I took the clothes back and got a refund. With that entire refund I went to the shopping centre at Berghoff Goodman, and was able with the entire budget of that shopping spree at Gap to purchase one shirt. My friend who was two sizes smaller than me gave me one of his old suits which I took to a Taylor who with an incredible miracle of work adjusted it so at least I could get into it. Slowly but surely my closing began to look more like the social structure both professionally and socially of my friends. I felt fantastic. But again, just like my school teacher ruined my cricket career by promoting me above my station, above what I thought of myself, my friends in New York did the same. For the next six months I didn’t hit one ball out of the ballpark in my work in the US. I remember attending events and speaking engagements emulating my friend, dressed like him, trying to be like him but really being Chris.
the problem with this difference between what I perceived myself to be and how I was dressed was in the billing of my time. You see, I thought I was worth $5000 for a speaking engagement where as my friend was charging $15,000 for a speaking engagement. So I started charging $15,000 for a speaking engagement and nobody booked me. I couldn’t understand what was going on until I realised it was my own sense of worth that was holding me at $5000. When I started charging $5000 again the bookings flowed and my speaking engagements improved and slowly over a period of two years I increase my fee up to $15,000.
There was an alternative path to waiting two years to increase my fee. I could have increased my sense of my own value. The work to increase my sense of my own value was an internal process. It had nothing to do with waiting two years to increase it. What was needed was to break free of the past, re-evaluate what I was delivering in the keynote presentations and, change my brand both cosmetically with clothing and internally with my Innerwealth. Waiting two years to increase my value in keynotes had nothing to do with the quality of the presentation or the content. It was purely to do with my own perception of what I was worth and what value I added as a speaker. There was no way to do this emulating my friend because he was born into this value and have no idea of offering Services any less.
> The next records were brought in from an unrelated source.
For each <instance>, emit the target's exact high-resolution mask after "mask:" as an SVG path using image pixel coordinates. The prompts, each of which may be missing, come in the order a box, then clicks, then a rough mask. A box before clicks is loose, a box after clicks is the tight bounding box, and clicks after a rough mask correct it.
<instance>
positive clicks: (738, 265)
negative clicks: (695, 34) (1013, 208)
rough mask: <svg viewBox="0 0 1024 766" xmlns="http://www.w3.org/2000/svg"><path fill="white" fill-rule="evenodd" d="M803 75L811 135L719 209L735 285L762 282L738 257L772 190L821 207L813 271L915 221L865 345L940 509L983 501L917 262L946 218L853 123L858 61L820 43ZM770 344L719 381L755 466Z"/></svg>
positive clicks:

One of the things I do in offering support for clients is to promise that we can raise their income double every two years. I can’t guarantee it because of exactly this problem of self perceived value. We get paid what we think we are worth. It is very easy to ask for a 10% or a 15% pay rise because that value is, like my two years of professional speaking, completely comprehendible under the same perception of value that we have just slightly increasing with experience. If we take ourselves out onto the open market we will see that our job across many different industries can be worth anything from half to triple what we are paid. Now the question is going to be which job we apply for and will we get the super high paid job. The answer to this is conspicuous.
most people can’t comprehend that they could be paid double or triple what they’re currently getting, similar to me charging $5000 and then suddenly charging $15,000, and the reason is that nobody can lift us up higher than we lift ourselves up. So whether it’s a job, a relationship, a dynamic with family, a business we are running for a product we are delivering the value of it is completely in our own control and perception. The process of changing that control and perception is called self-worth, your Innerwealth.
with spirit
Super Chris.
End of Today’s I wish I’d known it. Wisdom.